Au réveil, nous sommes en forme, rien qui puisse nous inquiéter. Petit déjeuner avec du café et des crêpes sucrées. Avant de partir faire les courses (aujourd’hui c’est mon tour), j’appelle mon frère Michel qui est dans un EHPAD dans le Var, au Luc. On dirait qu’il va bien. Après ça j’appelle ma mère ; elle est un peu perdue dans cette tourmente sociale et médiatique : elle se laisse parfois aller à croire tout et n’importe quoi , alors elle s’affole pour rien… ou ne s’inquiète pas des vrais problèmes.
Ensuite, presque rituellement, je m’habille pour sortir. Ça devient un moment important de la journée, cette petite sortie. J’arrive au magasin avant l’ouverture. Sur le court trajet je n’ai rencontré qu’une petite vieille qui promenait son chien. Est-ce qu’elle avait une attestation pour ça ? Sur la vitrine de l’établissement, rien n’indique qu’il n’ouvrira pas, alors j’attends. Un moment après, d’autres clients arrivent. Je suis le seul à ne pas porter de masque. Ils se rangent, sagement, à distance aussi respectueuse que réglementaire, derrière moi. Lorsque le magasin est sur le point d’ouvrir, le responsable nous annonce, de loin, le visage emmitouflé derrière une écharpe saugrenue, que le nombre de clients présents en même temps dans le magasin ne devra pas excéder cinq personnes.

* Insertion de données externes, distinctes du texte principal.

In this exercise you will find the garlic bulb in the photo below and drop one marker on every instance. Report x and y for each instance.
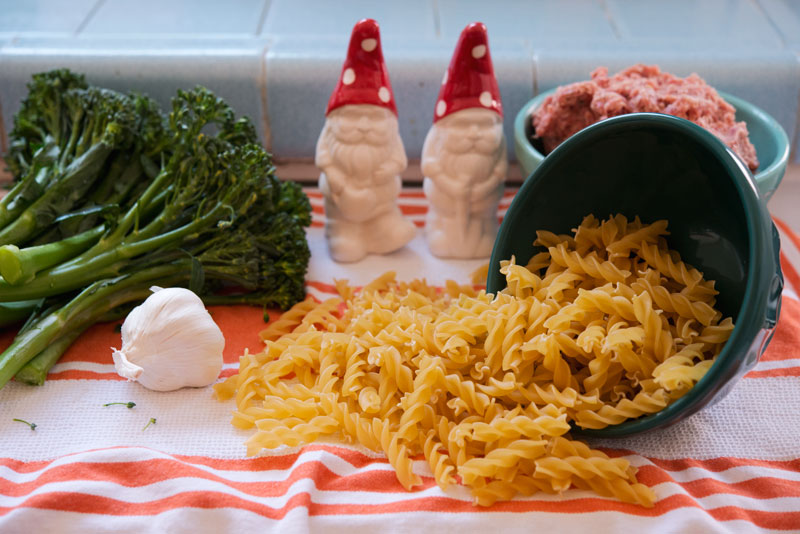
(170, 341)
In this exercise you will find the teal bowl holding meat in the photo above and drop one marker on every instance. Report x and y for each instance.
(662, 167)
(768, 138)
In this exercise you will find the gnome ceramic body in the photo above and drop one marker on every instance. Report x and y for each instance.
(464, 155)
(361, 156)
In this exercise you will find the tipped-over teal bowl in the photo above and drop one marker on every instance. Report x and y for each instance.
(767, 136)
(662, 167)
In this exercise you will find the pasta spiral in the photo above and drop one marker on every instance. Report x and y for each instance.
(606, 325)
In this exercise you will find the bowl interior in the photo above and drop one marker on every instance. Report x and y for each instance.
(767, 136)
(643, 165)
(657, 167)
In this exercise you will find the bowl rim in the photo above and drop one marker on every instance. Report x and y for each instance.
(778, 165)
(751, 316)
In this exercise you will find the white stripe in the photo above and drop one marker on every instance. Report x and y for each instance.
(176, 486)
(777, 364)
(688, 520)
(343, 468)
(332, 461)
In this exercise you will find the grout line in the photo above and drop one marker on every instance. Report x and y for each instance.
(89, 16)
(611, 20)
(437, 21)
(262, 82)
(263, 17)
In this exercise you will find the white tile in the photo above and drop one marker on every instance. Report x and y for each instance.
(197, 17)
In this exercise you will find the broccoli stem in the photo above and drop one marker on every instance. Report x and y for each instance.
(59, 197)
(31, 185)
(35, 371)
(19, 266)
(106, 259)
(83, 310)
(16, 312)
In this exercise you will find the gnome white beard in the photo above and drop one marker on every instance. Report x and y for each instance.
(358, 152)
(474, 160)
(361, 156)
(464, 163)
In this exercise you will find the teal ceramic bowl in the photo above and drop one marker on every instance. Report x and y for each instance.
(662, 167)
(767, 136)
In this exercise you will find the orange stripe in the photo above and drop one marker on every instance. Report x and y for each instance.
(786, 229)
(323, 286)
(138, 474)
(773, 373)
(760, 488)
(76, 374)
(260, 463)
(142, 473)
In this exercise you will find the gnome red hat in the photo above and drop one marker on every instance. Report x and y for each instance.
(469, 81)
(364, 78)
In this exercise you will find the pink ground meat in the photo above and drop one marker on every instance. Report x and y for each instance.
(640, 88)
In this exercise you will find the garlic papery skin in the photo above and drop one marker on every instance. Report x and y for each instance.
(170, 341)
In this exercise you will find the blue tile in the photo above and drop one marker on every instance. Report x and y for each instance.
(198, 17)
(689, 24)
(579, 22)
(402, 20)
(43, 16)
(302, 74)
(785, 16)
(233, 69)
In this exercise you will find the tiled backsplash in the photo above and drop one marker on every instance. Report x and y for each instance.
(277, 61)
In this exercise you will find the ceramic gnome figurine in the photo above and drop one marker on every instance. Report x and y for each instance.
(464, 155)
(361, 156)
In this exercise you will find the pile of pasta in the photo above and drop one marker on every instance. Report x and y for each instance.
(605, 325)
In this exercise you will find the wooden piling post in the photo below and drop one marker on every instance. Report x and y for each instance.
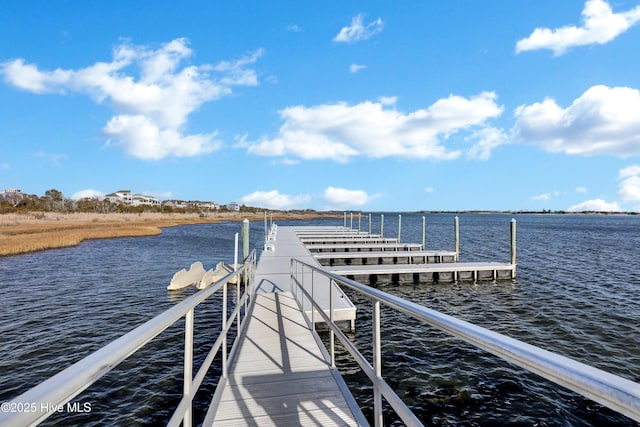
(245, 239)
(456, 237)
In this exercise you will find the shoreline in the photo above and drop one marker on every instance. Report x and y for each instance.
(22, 233)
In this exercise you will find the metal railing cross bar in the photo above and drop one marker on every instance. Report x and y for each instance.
(617, 393)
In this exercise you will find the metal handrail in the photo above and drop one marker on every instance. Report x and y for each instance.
(43, 400)
(612, 391)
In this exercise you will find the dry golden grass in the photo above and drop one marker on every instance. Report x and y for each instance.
(22, 233)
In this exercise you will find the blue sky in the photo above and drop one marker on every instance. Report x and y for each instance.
(352, 105)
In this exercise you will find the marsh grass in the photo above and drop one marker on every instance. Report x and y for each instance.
(31, 232)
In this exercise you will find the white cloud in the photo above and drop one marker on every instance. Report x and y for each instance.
(54, 159)
(487, 140)
(597, 205)
(600, 25)
(354, 68)
(147, 87)
(545, 196)
(274, 200)
(142, 138)
(338, 198)
(357, 31)
(603, 120)
(629, 171)
(388, 100)
(87, 194)
(341, 131)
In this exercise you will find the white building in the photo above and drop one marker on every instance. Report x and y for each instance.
(122, 196)
(143, 200)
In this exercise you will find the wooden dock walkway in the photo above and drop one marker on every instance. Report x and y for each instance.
(280, 375)
(279, 372)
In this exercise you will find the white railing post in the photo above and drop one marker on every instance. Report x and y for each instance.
(188, 365)
(313, 309)
(331, 333)
(224, 331)
(377, 366)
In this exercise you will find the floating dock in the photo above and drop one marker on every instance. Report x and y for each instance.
(373, 258)
(426, 273)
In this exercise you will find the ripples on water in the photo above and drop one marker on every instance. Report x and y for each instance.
(576, 294)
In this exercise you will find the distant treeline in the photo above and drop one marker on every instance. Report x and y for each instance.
(54, 201)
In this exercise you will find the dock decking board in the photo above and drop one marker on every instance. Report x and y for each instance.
(279, 371)
(279, 375)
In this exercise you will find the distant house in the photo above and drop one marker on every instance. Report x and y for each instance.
(143, 200)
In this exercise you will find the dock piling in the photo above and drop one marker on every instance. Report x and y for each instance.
(456, 237)
(245, 239)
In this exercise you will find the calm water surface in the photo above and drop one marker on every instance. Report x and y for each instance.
(576, 294)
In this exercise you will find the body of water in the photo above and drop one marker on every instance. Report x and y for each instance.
(576, 294)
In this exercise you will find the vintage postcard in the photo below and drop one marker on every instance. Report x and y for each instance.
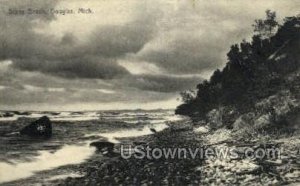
(149, 92)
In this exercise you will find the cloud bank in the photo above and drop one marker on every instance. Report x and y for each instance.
(124, 52)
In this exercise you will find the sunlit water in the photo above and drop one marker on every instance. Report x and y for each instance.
(23, 157)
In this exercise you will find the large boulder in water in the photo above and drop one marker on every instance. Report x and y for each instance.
(39, 128)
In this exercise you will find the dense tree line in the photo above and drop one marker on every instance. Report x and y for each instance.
(254, 69)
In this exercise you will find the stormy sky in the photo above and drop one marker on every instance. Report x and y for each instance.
(126, 54)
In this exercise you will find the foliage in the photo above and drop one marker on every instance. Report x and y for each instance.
(255, 70)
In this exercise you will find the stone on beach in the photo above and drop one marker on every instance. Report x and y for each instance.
(103, 145)
(39, 128)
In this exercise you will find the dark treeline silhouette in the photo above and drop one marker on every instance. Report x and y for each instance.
(254, 70)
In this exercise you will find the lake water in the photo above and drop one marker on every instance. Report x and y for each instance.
(22, 157)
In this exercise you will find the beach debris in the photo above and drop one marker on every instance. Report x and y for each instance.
(103, 146)
(39, 128)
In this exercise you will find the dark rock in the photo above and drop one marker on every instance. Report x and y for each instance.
(103, 145)
(39, 128)
(153, 130)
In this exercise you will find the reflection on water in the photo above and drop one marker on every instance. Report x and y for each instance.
(69, 154)
(70, 128)
(111, 137)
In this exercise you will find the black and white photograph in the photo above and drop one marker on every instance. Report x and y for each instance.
(149, 92)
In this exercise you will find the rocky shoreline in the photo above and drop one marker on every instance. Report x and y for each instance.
(192, 171)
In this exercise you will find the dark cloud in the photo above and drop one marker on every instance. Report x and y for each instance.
(80, 67)
(160, 83)
(66, 57)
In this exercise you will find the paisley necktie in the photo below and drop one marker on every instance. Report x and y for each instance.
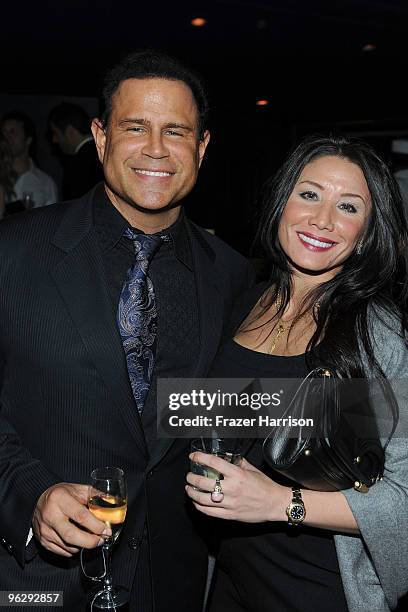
(137, 315)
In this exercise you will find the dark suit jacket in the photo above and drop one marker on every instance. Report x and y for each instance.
(67, 406)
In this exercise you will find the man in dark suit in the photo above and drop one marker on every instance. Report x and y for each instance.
(69, 126)
(67, 405)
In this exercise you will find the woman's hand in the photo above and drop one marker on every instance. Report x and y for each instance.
(249, 495)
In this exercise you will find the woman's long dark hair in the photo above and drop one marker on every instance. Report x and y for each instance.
(7, 174)
(374, 279)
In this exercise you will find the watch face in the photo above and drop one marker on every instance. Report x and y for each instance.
(297, 512)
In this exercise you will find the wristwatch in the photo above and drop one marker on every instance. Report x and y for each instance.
(296, 511)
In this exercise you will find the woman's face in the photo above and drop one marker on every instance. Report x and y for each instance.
(325, 215)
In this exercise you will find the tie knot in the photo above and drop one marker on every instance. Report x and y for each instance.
(145, 245)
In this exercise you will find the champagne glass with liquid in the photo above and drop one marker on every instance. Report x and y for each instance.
(107, 500)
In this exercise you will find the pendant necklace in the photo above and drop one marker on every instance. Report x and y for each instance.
(279, 330)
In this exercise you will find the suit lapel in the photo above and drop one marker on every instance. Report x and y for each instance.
(210, 308)
(80, 279)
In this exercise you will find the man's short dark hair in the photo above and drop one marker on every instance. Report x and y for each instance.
(155, 64)
(66, 114)
(27, 122)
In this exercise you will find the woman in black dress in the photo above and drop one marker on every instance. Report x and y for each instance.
(335, 233)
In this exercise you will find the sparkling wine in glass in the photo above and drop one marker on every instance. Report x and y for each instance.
(107, 500)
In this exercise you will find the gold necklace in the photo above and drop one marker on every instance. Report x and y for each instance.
(280, 329)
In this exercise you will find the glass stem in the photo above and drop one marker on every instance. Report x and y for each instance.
(107, 553)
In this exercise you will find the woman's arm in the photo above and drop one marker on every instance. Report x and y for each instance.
(252, 497)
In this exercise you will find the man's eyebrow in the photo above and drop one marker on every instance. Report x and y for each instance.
(343, 195)
(138, 120)
(146, 122)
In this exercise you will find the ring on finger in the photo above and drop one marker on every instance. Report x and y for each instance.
(217, 494)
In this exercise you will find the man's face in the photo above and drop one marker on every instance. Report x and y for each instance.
(150, 149)
(13, 131)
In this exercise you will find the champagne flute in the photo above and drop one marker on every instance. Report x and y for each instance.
(107, 500)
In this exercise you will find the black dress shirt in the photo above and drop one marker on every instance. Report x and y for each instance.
(172, 274)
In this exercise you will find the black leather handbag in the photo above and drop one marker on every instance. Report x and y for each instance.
(343, 448)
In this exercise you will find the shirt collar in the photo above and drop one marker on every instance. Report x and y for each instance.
(110, 226)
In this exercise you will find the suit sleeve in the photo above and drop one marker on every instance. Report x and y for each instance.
(381, 513)
(22, 480)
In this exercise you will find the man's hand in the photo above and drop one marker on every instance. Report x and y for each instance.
(60, 514)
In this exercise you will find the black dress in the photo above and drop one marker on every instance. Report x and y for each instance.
(272, 567)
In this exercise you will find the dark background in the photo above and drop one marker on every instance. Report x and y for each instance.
(309, 58)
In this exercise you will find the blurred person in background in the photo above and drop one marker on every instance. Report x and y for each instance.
(31, 183)
(70, 128)
(7, 175)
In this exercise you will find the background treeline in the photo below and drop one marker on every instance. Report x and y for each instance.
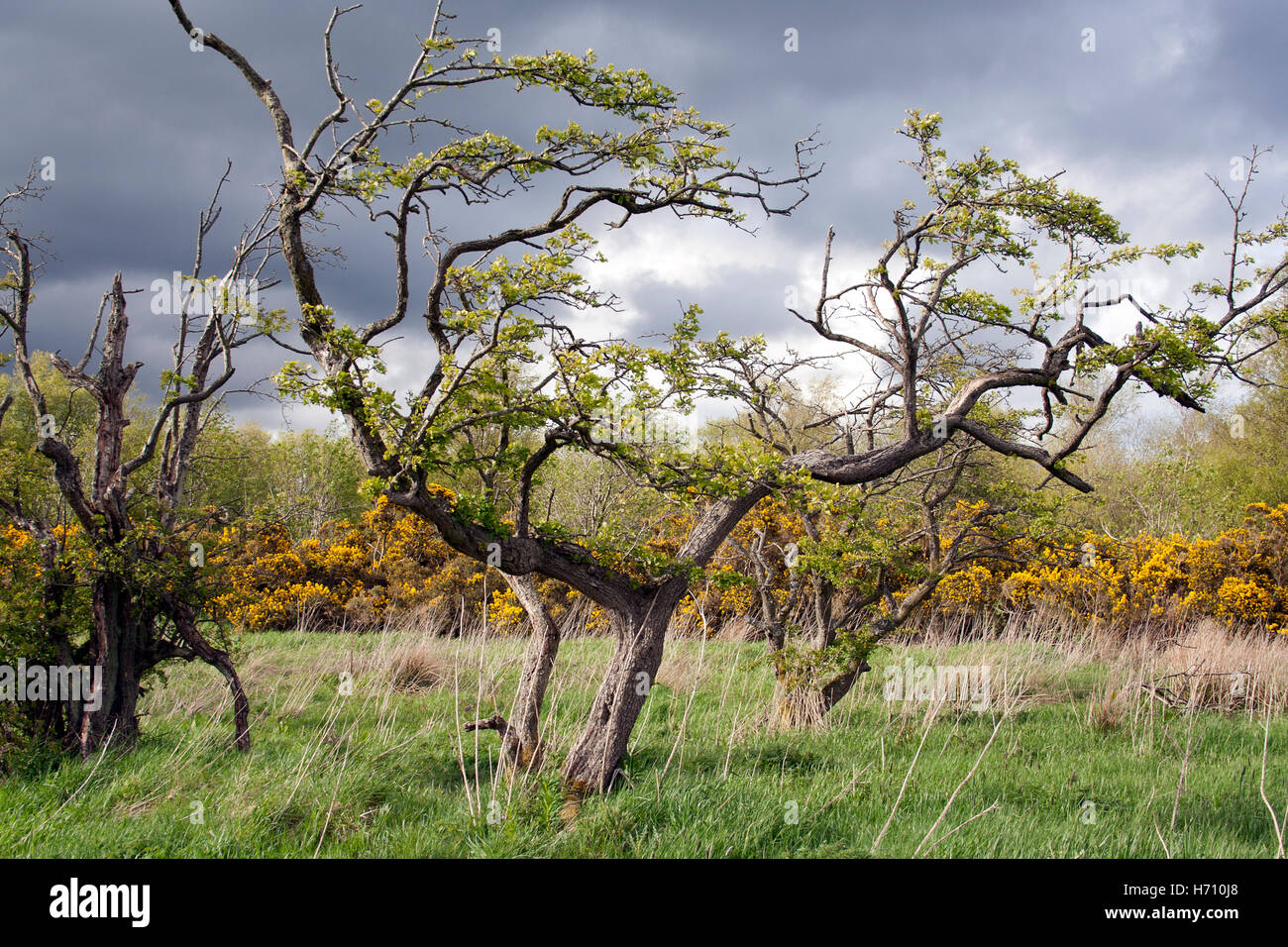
(1186, 521)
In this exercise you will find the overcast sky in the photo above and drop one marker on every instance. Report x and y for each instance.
(141, 127)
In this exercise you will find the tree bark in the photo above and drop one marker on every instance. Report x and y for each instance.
(595, 759)
(520, 736)
(115, 648)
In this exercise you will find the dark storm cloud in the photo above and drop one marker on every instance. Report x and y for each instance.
(141, 127)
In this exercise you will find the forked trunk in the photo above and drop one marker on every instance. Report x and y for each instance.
(595, 759)
(520, 735)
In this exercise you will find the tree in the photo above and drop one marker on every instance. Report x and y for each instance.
(503, 355)
(485, 312)
(145, 598)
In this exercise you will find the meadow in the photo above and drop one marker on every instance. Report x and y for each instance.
(360, 750)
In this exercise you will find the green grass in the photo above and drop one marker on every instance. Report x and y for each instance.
(386, 771)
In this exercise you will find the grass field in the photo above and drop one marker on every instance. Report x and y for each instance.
(1069, 761)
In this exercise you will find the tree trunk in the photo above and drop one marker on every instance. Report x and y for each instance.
(520, 746)
(593, 762)
(520, 735)
(185, 621)
(115, 648)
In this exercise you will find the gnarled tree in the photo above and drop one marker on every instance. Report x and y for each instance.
(128, 512)
(487, 315)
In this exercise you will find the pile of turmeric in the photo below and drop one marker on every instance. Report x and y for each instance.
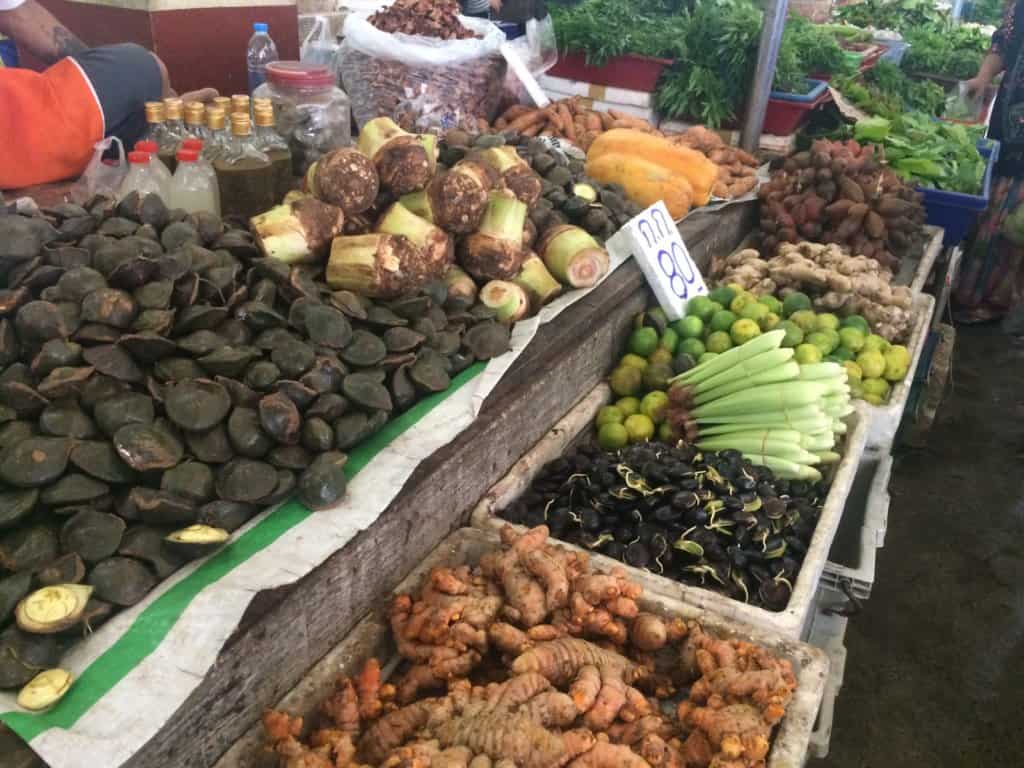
(505, 666)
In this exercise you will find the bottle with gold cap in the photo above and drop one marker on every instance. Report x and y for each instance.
(245, 174)
(270, 142)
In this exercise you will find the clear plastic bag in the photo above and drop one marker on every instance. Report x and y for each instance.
(422, 83)
(101, 176)
(320, 47)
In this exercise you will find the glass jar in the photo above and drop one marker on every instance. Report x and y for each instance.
(312, 114)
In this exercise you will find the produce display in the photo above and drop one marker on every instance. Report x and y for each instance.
(531, 658)
(840, 193)
(700, 517)
(929, 153)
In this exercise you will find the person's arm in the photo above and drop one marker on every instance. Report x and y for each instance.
(39, 33)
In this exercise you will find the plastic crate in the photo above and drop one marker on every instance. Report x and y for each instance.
(786, 112)
(956, 212)
(629, 71)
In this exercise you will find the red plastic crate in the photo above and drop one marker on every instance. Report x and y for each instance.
(630, 71)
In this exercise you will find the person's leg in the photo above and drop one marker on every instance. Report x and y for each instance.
(124, 77)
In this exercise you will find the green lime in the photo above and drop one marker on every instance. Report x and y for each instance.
(612, 436)
(609, 415)
(718, 342)
(669, 340)
(643, 341)
(744, 330)
(795, 302)
(722, 321)
(626, 380)
(692, 347)
(628, 406)
(639, 427)
(654, 406)
(689, 327)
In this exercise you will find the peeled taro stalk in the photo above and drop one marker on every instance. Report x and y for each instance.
(455, 201)
(299, 231)
(495, 251)
(346, 178)
(438, 252)
(572, 256)
(404, 162)
(515, 172)
(378, 265)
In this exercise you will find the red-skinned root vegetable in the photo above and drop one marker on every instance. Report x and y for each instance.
(404, 161)
(509, 301)
(432, 242)
(299, 231)
(346, 178)
(515, 172)
(537, 282)
(495, 251)
(572, 256)
(382, 266)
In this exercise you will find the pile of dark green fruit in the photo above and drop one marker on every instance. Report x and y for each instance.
(710, 519)
(156, 373)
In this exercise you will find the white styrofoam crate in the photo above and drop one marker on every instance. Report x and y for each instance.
(788, 623)
(872, 531)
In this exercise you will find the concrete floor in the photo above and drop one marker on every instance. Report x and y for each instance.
(935, 666)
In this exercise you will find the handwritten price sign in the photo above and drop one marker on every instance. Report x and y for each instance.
(651, 238)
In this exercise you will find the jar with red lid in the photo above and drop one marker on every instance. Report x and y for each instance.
(310, 111)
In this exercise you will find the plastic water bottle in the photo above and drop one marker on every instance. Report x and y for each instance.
(260, 52)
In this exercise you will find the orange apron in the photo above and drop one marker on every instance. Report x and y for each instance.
(49, 122)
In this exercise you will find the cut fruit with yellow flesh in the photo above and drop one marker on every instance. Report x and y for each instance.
(52, 608)
(44, 690)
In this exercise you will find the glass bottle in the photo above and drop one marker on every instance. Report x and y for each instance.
(190, 187)
(269, 141)
(244, 173)
(141, 177)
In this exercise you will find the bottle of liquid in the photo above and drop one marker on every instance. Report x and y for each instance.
(270, 142)
(141, 177)
(260, 52)
(195, 144)
(174, 131)
(244, 173)
(190, 187)
(153, 150)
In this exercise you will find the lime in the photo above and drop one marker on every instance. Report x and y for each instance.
(773, 304)
(628, 406)
(743, 330)
(871, 364)
(718, 342)
(806, 320)
(639, 427)
(689, 327)
(827, 322)
(723, 295)
(858, 322)
(807, 353)
(612, 436)
(699, 306)
(634, 359)
(609, 415)
(755, 311)
(722, 321)
(643, 341)
(692, 347)
(654, 406)
(795, 302)
(626, 380)
(851, 338)
(794, 334)
(669, 340)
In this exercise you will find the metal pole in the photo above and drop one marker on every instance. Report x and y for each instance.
(757, 98)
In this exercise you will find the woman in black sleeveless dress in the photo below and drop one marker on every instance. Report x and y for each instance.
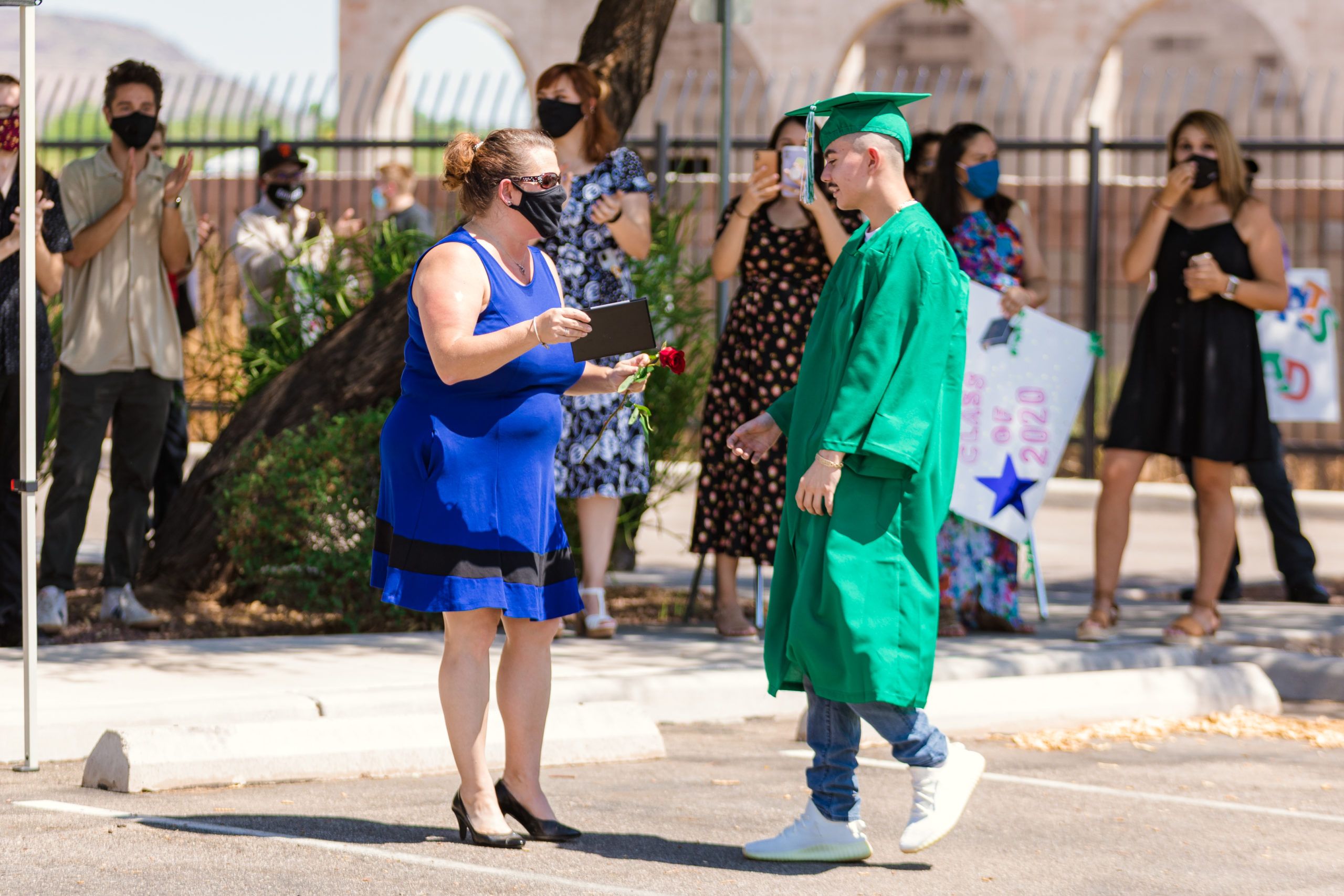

Cette fois, je trouve du pain et plein d’autres choses. C’est Byzance ! La caissière est isolée des clients par un mur de plexiglas érigé sur trois côtés : on dirait le pape dans son véhicule blindé.
En rentrant, sur le rond-point dit « rond-point du sida » à cause de l’étoile hérissée de pointes menaçantes qui trône en son centre, je croise une escouade de flics en gilet pare-balles. Je me demande si ça les protège du virus, car ils n’ont pas de masque, eux…
A midi, on fait presque bombance et, pour fêter ça, je vais à la cave chercher notre dernière bouteille de Chardonnay.
Le soir, j’ai le nez très pris et la gorge qui gratte désagréablement ; ça m’inquiète un peu mais je ne dis rien à Annie. J’ai entendu dire que la moitié des gens déclarent la maladie avant le cinquième jour. On est le 20 mars, c’est le printemps et ça fait quatre jours qu’on est rentrés…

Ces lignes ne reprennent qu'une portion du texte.